Demonstrating the effectiveness of machine-learning robot control technology in increasing task success rates and real-time process rescheduling technology in completing tasks in a shorter time
April 26, 2023
Fig. 1. External view of the dual-arm robot developed by Hitachi and the technology to reschedule processes in the event of an error
Hitachi, Ltd. has developed a dual-arm construction robot system for reducing manpower requirements at construction sites, such as buildings and social infrastructure facilities. The system has a high success rate even under unstable installation conditions and can automatically reschedule processes in real time in the event of an error (Fig. 1). The system is equipped with machine-learning control technology developed in collaboration with Waseda University, and it is capable of inserting anchor bolts*1 with a success rate of over 99%, even in situations where the scaffolding is unstable and the position of the holes in the concrete wall cannot be accurately measured. In addition, even if an error occurs in one arm of the robot, the robot can automatically reschedule the processes of both arms, thereby reducing the time required to retry tasks. This enables a 10% reduction in the total time required to complete the entire process when compared to a system before the application of this technology.
In the future, Hitachi will work together with a wide range of customers to demonstrate the effectiveness of this newly developed construction robot control technology. This will contribute to the realization of safe and highly efficient worksites.
Some of the findings from this research were presented at the 2023 IEEE/SICE International Symposium on System Integration held from January 17 to January 20.
Construction robots are being considered for use at construction sites to prevent accidents involving falls while working at heights and to save manpower. Unlike industrial robots that assemble industrial products on manufacturing lines, construction robots must work in a variety of environments while changing locations. In particular, when performing heavy work such as hammering anchor bolts in high locations with unstable scaffolding, the robots are likely to retry tasks which can lower work efficiency. By utilizing the system control technology it has cultivated in the field of social infrastructure, Hitachi has developed a machine-learning robot control technology to increase the success rate of work and a real-time process rescheduling technology to complete tasks that are retried in a short period of time. The features of these technologies are as follows.

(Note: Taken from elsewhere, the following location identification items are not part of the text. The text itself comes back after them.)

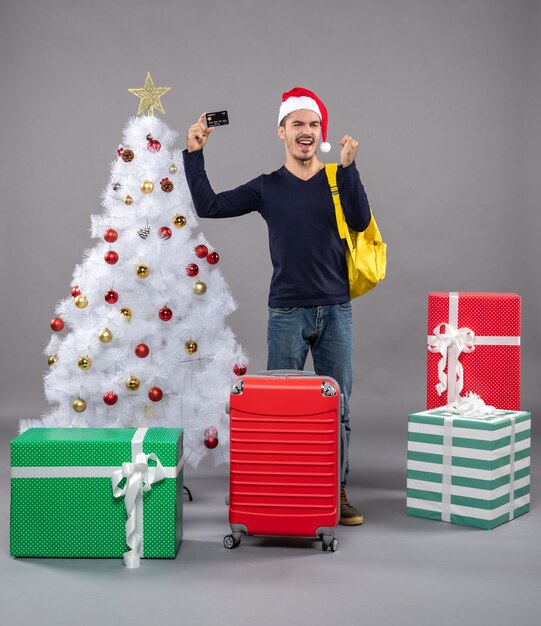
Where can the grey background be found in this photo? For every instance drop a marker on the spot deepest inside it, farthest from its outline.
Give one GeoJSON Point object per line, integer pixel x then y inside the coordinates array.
{"type": "Point", "coordinates": [445, 100]}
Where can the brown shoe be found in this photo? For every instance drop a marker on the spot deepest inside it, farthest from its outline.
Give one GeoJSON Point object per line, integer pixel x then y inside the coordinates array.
{"type": "Point", "coordinates": [349, 516]}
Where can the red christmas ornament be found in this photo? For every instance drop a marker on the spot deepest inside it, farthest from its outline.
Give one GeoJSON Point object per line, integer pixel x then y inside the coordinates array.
{"type": "Point", "coordinates": [110, 398]}
{"type": "Point", "coordinates": [211, 437]}
{"type": "Point", "coordinates": [165, 314]}
{"type": "Point", "coordinates": [142, 350]}
{"type": "Point", "coordinates": [164, 232]}
{"type": "Point", "coordinates": [154, 145]}
{"type": "Point", "coordinates": [192, 269]}
{"type": "Point", "coordinates": [57, 324]}
{"type": "Point", "coordinates": [201, 251]}
{"type": "Point", "coordinates": [155, 394]}
{"type": "Point", "coordinates": [110, 235]}
{"type": "Point", "coordinates": [111, 257]}
{"type": "Point", "coordinates": [239, 369]}
{"type": "Point", "coordinates": [111, 296]}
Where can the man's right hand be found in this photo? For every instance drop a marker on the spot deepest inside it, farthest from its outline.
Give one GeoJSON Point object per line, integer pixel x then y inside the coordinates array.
{"type": "Point", "coordinates": [198, 135]}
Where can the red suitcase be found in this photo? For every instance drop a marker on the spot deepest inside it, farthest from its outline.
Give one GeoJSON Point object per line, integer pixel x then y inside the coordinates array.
{"type": "Point", "coordinates": [285, 457]}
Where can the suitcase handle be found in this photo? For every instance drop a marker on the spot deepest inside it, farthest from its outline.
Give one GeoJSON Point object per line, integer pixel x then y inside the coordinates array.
{"type": "Point", "coordinates": [286, 373]}
{"type": "Point", "coordinates": [344, 444]}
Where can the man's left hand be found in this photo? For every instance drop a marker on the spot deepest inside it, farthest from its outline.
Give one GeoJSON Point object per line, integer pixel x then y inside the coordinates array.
{"type": "Point", "coordinates": [349, 150]}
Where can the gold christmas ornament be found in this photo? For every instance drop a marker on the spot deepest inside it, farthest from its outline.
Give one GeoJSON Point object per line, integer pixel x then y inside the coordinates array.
{"type": "Point", "coordinates": [179, 221]}
{"type": "Point", "coordinates": [81, 301]}
{"type": "Point", "coordinates": [84, 362]}
{"type": "Point", "coordinates": [105, 335]}
{"type": "Point", "coordinates": [79, 405]}
{"type": "Point", "coordinates": [142, 271]}
{"type": "Point", "coordinates": [147, 186]}
{"type": "Point", "coordinates": [199, 288]}
{"type": "Point", "coordinates": [126, 313]}
{"type": "Point", "coordinates": [133, 383]}
{"type": "Point", "coordinates": [190, 346]}
{"type": "Point", "coordinates": [149, 96]}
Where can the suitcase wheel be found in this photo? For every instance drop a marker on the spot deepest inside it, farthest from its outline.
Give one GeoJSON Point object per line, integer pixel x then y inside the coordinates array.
{"type": "Point", "coordinates": [329, 545]}
{"type": "Point", "coordinates": [230, 542]}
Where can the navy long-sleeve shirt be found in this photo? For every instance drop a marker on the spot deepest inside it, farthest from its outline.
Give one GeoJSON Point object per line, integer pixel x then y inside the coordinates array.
{"type": "Point", "coordinates": [307, 253]}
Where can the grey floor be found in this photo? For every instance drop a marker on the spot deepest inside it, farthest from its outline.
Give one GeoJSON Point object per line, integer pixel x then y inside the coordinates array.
{"type": "Point", "coordinates": [393, 570]}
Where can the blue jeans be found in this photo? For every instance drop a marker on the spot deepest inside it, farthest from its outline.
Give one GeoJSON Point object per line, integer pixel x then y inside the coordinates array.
{"type": "Point", "coordinates": [326, 331]}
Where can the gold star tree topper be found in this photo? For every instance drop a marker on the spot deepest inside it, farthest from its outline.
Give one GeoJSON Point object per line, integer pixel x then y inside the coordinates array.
{"type": "Point", "coordinates": [150, 96]}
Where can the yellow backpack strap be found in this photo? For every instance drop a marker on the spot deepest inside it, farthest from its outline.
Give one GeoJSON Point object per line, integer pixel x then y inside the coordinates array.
{"type": "Point", "coordinates": [343, 230]}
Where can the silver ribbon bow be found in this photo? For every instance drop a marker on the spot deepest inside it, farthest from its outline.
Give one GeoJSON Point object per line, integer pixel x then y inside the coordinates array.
{"type": "Point", "coordinates": [139, 478]}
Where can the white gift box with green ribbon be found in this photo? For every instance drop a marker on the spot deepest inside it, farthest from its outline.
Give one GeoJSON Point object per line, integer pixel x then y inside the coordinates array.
{"type": "Point", "coordinates": [473, 471]}
{"type": "Point", "coordinates": [93, 492]}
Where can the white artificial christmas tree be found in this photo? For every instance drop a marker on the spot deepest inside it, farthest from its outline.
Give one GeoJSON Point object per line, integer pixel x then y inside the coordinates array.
{"type": "Point", "coordinates": [142, 341]}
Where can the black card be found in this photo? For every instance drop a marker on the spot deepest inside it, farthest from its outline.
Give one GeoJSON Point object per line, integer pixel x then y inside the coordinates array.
{"type": "Point", "coordinates": [218, 118]}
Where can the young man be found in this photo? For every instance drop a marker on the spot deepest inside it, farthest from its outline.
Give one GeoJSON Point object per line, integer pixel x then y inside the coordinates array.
{"type": "Point", "coordinates": [309, 305]}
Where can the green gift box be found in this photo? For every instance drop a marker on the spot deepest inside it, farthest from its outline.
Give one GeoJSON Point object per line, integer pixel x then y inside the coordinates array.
{"type": "Point", "coordinates": [94, 492]}
{"type": "Point", "coordinates": [473, 471]}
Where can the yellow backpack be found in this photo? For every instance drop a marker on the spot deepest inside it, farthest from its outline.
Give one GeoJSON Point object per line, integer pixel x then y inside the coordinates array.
{"type": "Point", "coordinates": [366, 253]}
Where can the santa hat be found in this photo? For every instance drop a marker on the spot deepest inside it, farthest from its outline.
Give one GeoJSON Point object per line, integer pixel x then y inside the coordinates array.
{"type": "Point", "coordinates": [300, 98]}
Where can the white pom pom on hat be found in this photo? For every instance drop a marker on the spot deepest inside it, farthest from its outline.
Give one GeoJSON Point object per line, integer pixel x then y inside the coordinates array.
{"type": "Point", "coordinates": [300, 98]}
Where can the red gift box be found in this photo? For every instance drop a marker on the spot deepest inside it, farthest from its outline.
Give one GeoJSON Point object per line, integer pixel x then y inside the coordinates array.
{"type": "Point", "coordinates": [474, 346]}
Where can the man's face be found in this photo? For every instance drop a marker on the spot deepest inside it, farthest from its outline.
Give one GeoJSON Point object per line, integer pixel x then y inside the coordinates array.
{"type": "Point", "coordinates": [301, 133]}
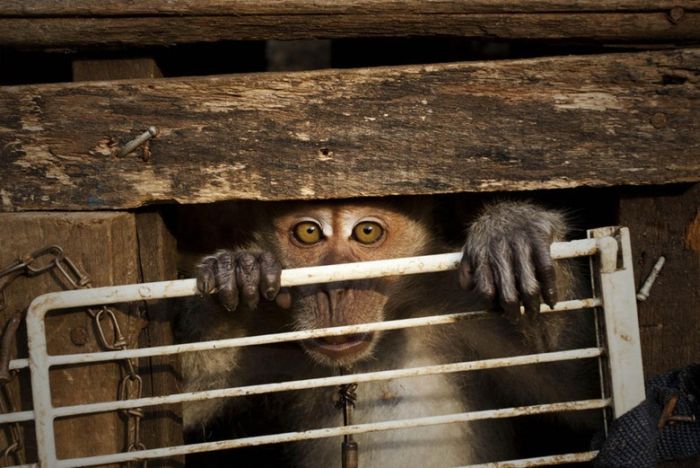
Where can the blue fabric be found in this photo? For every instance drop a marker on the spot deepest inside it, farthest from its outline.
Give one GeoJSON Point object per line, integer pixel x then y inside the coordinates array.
{"type": "Point", "coordinates": [634, 439]}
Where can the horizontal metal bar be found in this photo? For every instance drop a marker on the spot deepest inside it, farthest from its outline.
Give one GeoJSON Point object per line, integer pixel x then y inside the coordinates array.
{"type": "Point", "coordinates": [17, 416]}
{"type": "Point", "coordinates": [581, 457]}
{"type": "Point", "coordinates": [17, 364]}
{"type": "Point", "coordinates": [336, 431]}
{"type": "Point", "coordinates": [66, 359]}
{"type": "Point", "coordinates": [583, 353]}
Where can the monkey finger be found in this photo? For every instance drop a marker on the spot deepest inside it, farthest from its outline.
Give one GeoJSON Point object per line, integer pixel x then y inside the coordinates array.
{"type": "Point", "coordinates": [284, 298]}
{"type": "Point", "coordinates": [483, 279]}
{"type": "Point", "coordinates": [225, 279]}
{"type": "Point", "coordinates": [248, 279]}
{"type": "Point", "coordinates": [531, 303]}
{"type": "Point", "coordinates": [502, 265]}
{"type": "Point", "coordinates": [527, 284]}
{"type": "Point", "coordinates": [270, 272]}
{"type": "Point", "coordinates": [465, 273]}
{"type": "Point", "coordinates": [545, 272]}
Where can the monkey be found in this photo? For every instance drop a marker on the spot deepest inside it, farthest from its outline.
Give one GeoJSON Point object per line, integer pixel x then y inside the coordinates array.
{"type": "Point", "coordinates": [506, 263]}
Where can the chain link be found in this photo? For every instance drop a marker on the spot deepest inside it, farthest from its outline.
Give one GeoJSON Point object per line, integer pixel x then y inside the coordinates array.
{"type": "Point", "coordinates": [109, 335]}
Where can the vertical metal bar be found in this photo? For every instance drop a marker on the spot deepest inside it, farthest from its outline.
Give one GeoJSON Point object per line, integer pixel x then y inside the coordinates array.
{"type": "Point", "coordinates": [41, 389]}
{"type": "Point", "coordinates": [617, 292]}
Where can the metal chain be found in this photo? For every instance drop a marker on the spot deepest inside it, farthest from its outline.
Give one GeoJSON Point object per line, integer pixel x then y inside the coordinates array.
{"type": "Point", "coordinates": [52, 258]}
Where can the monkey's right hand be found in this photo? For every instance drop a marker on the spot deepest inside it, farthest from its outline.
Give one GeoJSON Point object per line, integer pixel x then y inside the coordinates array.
{"type": "Point", "coordinates": [241, 277]}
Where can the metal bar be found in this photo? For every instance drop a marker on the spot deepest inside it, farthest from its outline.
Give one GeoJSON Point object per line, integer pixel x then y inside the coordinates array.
{"type": "Point", "coordinates": [17, 364]}
{"type": "Point", "coordinates": [581, 457]}
{"type": "Point", "coordinates": [17, 416]}
{"type": "Point", "coordinates": [584, 353]}
{"type": "Point", "coordinates": [621, 324]}
{"type": "Point", "coordinates": [66, 359]}
{"type": "Point", "coordinates": [41, 384]}
{"type": "Point", "coordinates": [336, 431]}
{"type": "Point", "coordinates": [39, 360]}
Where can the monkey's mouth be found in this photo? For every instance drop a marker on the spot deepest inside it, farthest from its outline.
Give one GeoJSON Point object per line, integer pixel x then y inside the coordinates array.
{"type": "Point", "coordinates": [341, 347]}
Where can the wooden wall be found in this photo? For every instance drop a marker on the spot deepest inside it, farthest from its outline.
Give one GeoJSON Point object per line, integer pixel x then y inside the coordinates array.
{"type": "Point", "coordinates": [621, 116]}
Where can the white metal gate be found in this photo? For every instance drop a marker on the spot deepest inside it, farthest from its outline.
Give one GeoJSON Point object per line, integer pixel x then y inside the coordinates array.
{"type": "Point", "coordinates": [620, 351]}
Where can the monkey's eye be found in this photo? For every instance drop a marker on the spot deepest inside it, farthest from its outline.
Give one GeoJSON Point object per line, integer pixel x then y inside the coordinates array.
{"type": "Point", "coordinates": [307, 232]}
{"type": "Point", "coordinates": [367, 232]}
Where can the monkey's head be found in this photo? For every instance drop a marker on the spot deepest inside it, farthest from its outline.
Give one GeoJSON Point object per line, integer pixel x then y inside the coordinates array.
{"type": "Point", "coordinates": [323, 233]}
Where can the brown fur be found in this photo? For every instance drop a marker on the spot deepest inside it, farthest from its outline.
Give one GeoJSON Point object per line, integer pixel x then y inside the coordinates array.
{"type": "Point", "coordinates": [502, 231]}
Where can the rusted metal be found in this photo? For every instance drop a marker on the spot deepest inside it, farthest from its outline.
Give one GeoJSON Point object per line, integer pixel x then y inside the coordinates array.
{"type": "Point", "coordinates": [7, 347]}
{"type": "Point", "coordinates": [667, 416]}
{"type": "Point", "coordinates": [643, 293]}
{"type": "Point", "coordinates": [138, 141]}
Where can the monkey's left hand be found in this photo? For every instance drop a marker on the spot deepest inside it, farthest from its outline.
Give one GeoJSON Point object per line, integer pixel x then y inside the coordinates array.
{"type": "Point", "coordinates": [506, 258]}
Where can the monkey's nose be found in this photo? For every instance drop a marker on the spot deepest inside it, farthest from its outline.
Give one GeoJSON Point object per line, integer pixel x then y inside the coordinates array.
{"type": "Point", "coordinates": [328, 302]}
{"type": "Point", "coordinates": [343, 339]}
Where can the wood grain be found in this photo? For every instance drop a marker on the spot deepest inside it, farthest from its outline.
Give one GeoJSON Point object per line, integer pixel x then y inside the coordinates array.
{"type": "Point", "coordinates": [620, 119]}
{"type": "Point", "coordinates": [103, 245]}
{"type": "Point", "coordinates": [666, 221]}
{"type": "Point", "coordinates": [38, 23]}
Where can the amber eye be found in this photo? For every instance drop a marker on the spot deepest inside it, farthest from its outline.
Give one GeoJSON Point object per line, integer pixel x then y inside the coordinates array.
{"type": "Point", "coordinates": [367, 232]}
{"type": "Point", "coordinates": [307, 232]}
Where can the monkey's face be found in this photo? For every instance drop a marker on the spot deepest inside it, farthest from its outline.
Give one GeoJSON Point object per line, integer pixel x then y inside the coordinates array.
{"type": "Point", "coordinates": [328, 233]}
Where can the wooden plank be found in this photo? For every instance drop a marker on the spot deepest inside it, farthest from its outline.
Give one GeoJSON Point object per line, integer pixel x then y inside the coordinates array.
{"type": "Point", "coordinates": [159, 22]}
{"type": "Point", "coordinates": [104, 246]}
{"type": "Point", "coordinates": [115, 69]}
{"type": "Point", "coordinates": [35, 8]}
{"type": "Point", "coordinates": [479, 126]}
{"type": "Point", "coordinates": [161, 427]}
{"type": "Point", "coordinates": [666, 221]}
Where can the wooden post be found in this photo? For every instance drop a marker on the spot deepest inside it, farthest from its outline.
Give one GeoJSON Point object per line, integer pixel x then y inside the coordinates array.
{"type": "Point", "coordinates": [666, 221]}
{"type": "Point", "coordinates": [104, 246]}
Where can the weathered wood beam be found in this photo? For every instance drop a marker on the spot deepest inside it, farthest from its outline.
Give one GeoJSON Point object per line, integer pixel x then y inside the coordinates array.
{"type": "Point", "coordinates": [605, 120]}
{"type": "Point", "coordinates": [55, 23]}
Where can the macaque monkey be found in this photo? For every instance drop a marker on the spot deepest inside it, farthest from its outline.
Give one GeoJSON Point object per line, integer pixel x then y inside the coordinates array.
{"type": "Point", "coordinates": [506, 264]}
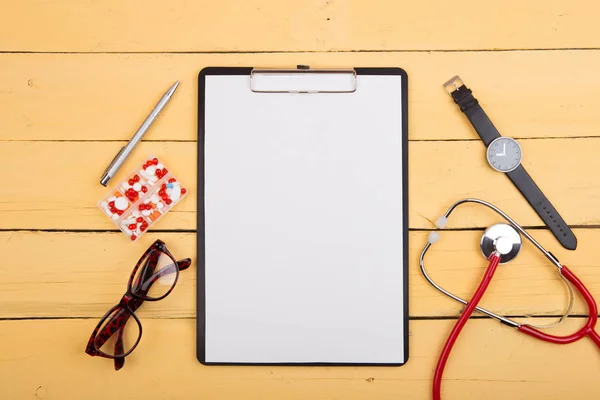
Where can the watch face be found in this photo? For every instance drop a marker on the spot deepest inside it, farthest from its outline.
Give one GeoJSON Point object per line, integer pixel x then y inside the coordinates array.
{"type": "Point", "coordinates": [504, 154]}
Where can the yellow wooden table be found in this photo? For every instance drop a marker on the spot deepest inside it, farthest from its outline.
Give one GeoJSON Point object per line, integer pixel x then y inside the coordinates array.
{"type": "Point", "coordinates": [77, 77]}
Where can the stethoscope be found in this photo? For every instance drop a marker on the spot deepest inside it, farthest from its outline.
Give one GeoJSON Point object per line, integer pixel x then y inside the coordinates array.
{"type": "Point", "coordinates": [500, 244]}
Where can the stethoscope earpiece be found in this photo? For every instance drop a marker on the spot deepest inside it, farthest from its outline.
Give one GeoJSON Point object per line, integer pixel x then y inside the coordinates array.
{"type": "Point", "coordinates": [502, 238]}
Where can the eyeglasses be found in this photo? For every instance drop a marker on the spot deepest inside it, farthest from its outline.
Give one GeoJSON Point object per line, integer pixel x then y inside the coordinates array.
{"type": "Point", "coordinates": [153, 278]}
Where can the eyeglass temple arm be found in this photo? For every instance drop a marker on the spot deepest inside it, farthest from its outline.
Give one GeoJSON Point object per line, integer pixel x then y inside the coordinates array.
{"type": "Point", "coordinates": [182, 264]}
{"type": "Point", "coordinates": [119, 348]}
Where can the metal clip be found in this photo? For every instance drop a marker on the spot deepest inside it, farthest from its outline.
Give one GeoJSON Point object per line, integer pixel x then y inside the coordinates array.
{"type": "Point", "coordinates": [453, 84]}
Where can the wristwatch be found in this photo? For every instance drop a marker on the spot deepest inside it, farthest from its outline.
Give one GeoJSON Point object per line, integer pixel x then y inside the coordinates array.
{"type": "Point", "coordinates": [504, 155]}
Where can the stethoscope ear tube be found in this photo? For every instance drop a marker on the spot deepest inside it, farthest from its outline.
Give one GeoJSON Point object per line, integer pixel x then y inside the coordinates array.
{"type": "Point", "coordinates": [434, 236]}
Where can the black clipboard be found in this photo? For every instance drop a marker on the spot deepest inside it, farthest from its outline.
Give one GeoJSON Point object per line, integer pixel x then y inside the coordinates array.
{"type": "Point", "coordinates": [208, 112]}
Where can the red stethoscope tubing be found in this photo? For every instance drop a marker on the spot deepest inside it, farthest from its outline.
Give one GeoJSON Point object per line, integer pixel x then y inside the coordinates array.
{"type": "Point", "coordinates": [460, 324]}
{"type": "Point", "coordinates": [586, 330]}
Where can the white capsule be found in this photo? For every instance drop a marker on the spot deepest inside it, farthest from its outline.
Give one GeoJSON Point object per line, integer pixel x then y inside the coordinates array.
{"type": "Point", "coordinates": [106, 209]}
{"type": "Point", "coordinates": [176, 193]}
{"type": "Point", "coordinates": [121, 204]}
{"type": "Point", "coordinates": [144, 174]}
{"type": "Point", "coordinates": [125, 229]}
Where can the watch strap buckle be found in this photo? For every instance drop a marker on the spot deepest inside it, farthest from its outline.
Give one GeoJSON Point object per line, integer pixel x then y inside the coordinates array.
{"type": "Point", "coordinates": [453, 84]}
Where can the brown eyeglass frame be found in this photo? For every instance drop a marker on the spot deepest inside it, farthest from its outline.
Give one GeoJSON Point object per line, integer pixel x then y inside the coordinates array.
{"type": "Point", "coordinates": [132, 299]}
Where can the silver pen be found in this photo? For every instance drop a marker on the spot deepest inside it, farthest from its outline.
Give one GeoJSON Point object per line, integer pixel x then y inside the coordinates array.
{"type": "Point", "coordinates": [122, 155]}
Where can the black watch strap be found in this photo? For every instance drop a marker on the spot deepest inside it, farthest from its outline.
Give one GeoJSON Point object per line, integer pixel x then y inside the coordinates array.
{"type": "Point", "coordinates": [486, 130]}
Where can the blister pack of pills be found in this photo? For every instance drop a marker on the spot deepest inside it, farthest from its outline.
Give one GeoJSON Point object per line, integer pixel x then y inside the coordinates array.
{"type": "Point", "coordinates": [143, 198]}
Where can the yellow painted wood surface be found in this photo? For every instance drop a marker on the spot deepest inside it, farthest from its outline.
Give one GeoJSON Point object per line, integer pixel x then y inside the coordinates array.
{"type": "Point", "coordinates": [57, 96]}
{"type": "Point", "coordinates": [283, 25]}
{"type": "Point", "coordinates": [78, 77]}
{"type": "Point", "coordinates": [492, 361]}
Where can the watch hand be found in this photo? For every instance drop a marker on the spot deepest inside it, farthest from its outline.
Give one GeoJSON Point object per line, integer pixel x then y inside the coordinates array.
{"type": "Point", "coordinates": [503, 151]}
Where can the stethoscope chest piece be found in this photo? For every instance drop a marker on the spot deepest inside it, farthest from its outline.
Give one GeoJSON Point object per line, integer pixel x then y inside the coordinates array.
{"type": "Point", "coordinates": [502, 238]}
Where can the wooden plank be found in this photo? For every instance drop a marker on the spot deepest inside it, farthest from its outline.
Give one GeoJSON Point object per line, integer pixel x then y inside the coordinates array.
{"type": "Point", "coordinates": [54, 185]}
{"type": "Point", "coordinates": [318, 25]}
{"type": "Point", "coordinates": [84, 274]}
{"type": "Point", "coordinates": [106, 96]}
{"type": "Point", "coordinates": [45, 360]}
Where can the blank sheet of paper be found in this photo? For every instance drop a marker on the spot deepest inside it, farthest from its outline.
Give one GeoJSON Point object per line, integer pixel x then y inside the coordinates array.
{"type": "Point", "coordinates": [304, 225]}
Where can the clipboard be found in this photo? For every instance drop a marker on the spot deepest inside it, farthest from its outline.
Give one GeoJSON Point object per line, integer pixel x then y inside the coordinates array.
{"type": "Point", "coordinates": [302, 237]}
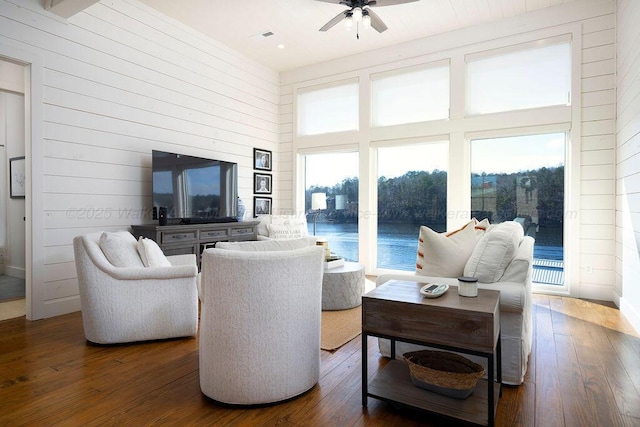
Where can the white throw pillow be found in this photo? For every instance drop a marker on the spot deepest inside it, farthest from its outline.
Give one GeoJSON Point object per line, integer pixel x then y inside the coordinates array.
{"type": "Point", "coordinates": [445, 254]}
{"type": "Point", "coordinates": [481, 227]}
{"type": "Point", "coordinates": [290, 231]}
{"type": "Point", "coordinates": [494, 252]}
{"type": "Point", "coordinates": [120, 249]}
{"type": "Point", "coordinates": [151, 254]}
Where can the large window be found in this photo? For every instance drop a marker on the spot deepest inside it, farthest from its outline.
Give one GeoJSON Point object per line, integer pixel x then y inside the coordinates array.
{"type": "Point", "coordinates": [522, 179]}
{"type": "Point", "coordinates": [410, 97]}
{"type": "Point", "coordinates": [518, 80]}
{"type": "Point", "coordinates": [332, 109]}
{"type": "Point", "coordinates": [412, 191]}
{"type": "Point", "coordinates": [336, 176]}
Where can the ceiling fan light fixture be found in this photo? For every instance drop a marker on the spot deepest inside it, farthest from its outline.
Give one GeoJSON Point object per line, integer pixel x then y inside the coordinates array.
{"type": "Point", "coordinates": [348, 22]}
{"type": "Point", "coordinates": [357, 14]}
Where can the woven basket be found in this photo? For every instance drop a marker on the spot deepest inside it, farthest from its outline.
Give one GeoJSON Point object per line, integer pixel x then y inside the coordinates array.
{"type": "Point", "coordinates": [443, 372]}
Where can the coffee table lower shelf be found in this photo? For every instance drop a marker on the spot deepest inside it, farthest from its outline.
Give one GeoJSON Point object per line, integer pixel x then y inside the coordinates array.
{"type": "Point", "coordinates": [393, 383]}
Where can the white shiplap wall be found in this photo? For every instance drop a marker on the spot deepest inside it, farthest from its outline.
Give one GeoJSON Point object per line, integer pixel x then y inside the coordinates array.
{"type": "Point", "coordinates": [593, 247]}
{"type": "Point", "coordinates": [118, 80]}
{"type": "Point", "coordinates": [628, 160]}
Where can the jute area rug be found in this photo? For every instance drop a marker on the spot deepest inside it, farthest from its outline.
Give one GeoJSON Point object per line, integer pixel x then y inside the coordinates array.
{"type": "Point", "coordinates": [339, 327]}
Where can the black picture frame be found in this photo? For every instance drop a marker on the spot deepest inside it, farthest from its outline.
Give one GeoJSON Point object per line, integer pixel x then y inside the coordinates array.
{"type": "Point", "coordinates": [262, 206]}
{"type": "Point", "coordinates": [262, 159]}
{"type": "Point", "coordinates": [262, 183]}
{"type": "Point", "coordinates": [17, 180]}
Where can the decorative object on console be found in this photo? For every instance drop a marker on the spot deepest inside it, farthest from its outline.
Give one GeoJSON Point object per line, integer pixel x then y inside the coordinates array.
{"type": "Point", "coordinates": [134, 303]}
{"type": "Point", "coordinates": [162, 216]}
{"type": "Point", "coordinates": [262, 159]}
{"type": "Point", "coordinates": [261, 206]}
{"type": "Point", "coordinates": [318, 203]}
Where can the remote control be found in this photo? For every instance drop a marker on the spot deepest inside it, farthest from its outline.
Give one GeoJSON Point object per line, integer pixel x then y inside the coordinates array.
{"type": "Point", "coordinates": [433, 290]}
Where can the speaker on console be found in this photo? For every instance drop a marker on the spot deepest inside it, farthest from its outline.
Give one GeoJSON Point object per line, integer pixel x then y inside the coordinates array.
{"type": "Point", "coordinates": [162, 216]}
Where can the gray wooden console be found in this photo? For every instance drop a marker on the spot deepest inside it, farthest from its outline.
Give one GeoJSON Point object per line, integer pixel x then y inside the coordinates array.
{"type": "Point", "coordinates": [194, 238]}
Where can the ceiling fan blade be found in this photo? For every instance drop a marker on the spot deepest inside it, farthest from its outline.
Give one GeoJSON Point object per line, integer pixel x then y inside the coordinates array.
{"type": "Point", "coordinates": [379, 3]}
{"type": "Point", "coordinates": [339, 17]}
{"type": "Point", "coordinates": [376, 22]}
{"type": "Point", "coordinates": [345, 2]}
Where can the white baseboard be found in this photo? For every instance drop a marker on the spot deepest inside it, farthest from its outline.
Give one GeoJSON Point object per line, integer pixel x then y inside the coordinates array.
{"type": "Point", "coordinates": [630, 313]}
{"type": "Point", "coordinates": [18, 272]}
{"type": "Point", "coordinates": [597, 292]}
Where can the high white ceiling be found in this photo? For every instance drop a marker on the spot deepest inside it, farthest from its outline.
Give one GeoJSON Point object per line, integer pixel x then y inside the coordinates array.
{"type": "Point", "coordinates": [295, 24]}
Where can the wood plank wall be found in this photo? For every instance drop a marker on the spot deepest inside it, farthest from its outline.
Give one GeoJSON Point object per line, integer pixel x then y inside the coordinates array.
{"type": "Point", "coordinates": [628, 160]}
{"type": "Point", "coordinates": [120, 79]}
{"type": "Point", "coordinates": [594, 252]}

The installation of parts in concrete ceilings and walls requires the precise insertion of anchor bolts with diameters that are nearly the same as the mounting holes in these concrete surfaces. When construction robots try to detect the position of mounting holes, the contours of the holes may become unclear if the concrete surface is peeling, making measurement errors more likely to occur in the camera image recognition. Conventional methods to find mounting holes while sliding anchor bolts over the concrete surface often run into detection errors as variations in the friction coefficient of the concrete surface change the sliding conditions. Additionally, robots executing tasks on suspended rope platforms or under other unstable installations shake due to the reactive forces of high-load tasks, which lowers the accuracy of those tasks. Therefore, these robot systems must wait in standby for the shaking to subside, which also decreases operational efficiency.
Hitachi developed a new robot control technology that uses machine learning to measure reactive forces while hopping an anchor bolt along a concrete wall surface to find the position of the mounting holes (Fig. 2)*2. This technology enables a success rate of over 99% even under unstable installation conditions, and allows anchor bolts to be inserted in a shorter time than before.
Hitachi, Ltd. developed this technology in collaboration with a research group led by Professor Tetsuya Ogata of the Faculty of Science and Engineering at Waseda University.
Fig. 2. Anchor bolt insertion operation into holes with unclear concrete wall contours and the effectiveness in improving the success rate and reducing execution time.
Comparison between anchor bolt insertion using the proposed machine-learning hole search method and a conventional spiral search method (video)
This system uses a dual-arm robot for the many component-handling tasks. A dual-arm robot can perform two independent tasks in parallel, such as cooperative work of holding and attaching parts, or position measurement and assembly. However, there are cases in which the two tasks interfere with each other due to a shaking scaffold or other factors that prevent tasks from being performed simultaneously. Normally, when an error occurs in one arm, the other arm must stop work and wait until the arm with the error retries and completes the task, which can easily reduce work efficiency. Therefore, Hitachi has developed a technology that sets up in advance a list of cases in which the work combinations cannot be performed in parallel and rules to reschedule the order of tasks (Fig. 3). This enables the dual-arm robot to generate the optimal work process in real time according to the situation when an error occurs (Fig. 4)*3. The application of these technologies has shown that they can mitigate longer recovery times when an error occurs and reduce the time to complete all tasks by approximately 10% compared to a system without these technologies*4. This technology can be applied not only to dual-arm robots, but also to other robots in the factory, for example, when there is interference between robot operations.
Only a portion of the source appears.